E-commerce, which now represents more than 20 percent of the company’s total business, increased 13 percent.
From a category perspective, revenue growth was strong in soccer (22 percent); running (17 percent); and outdoor (14 percent).
Net Earnings: Adidas’ net income from continuing operations declined 7 percent to 360 million euros ($368.8 million) from the 2021 quarter’s total of 387 million euros ($396.5 million). The number was supported by a one-time tax benefit of more than 100 million euros ($102.5 million).
Consequently, basic earnings per share (EPS) from continuing operations reached 1.88 euros ($1.93), down from the year-ago total of 1.93 euros ($1.98) during the quarter.

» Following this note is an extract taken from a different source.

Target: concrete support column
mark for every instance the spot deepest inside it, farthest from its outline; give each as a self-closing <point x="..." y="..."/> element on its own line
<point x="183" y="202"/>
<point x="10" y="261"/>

Operating profit, which doesn’t account for taxes and financial expenses, was 392 million euros ($401.6 million), declined 27.9 percent from the 2021 second quarter’s 543 million euros ($556.3 million).
CEO’s Take: Despite the problems overseas, Adidas is operating comfortably in North America, according to Rørsted.
“We have very healthy inventory levels in the U.S., and we continue to see strong growth,” he said. “And right now, you’ve not heard from us at least any, I would say, cautionary remarks about back-to-school. So we still expect very healthy performance in the U.S., as indicated in our guidance. And as I said, we’re not overstocked by any means. We’re still having very healthy inventories at all levels…You can look about our margin in North America, which remains very healthy.”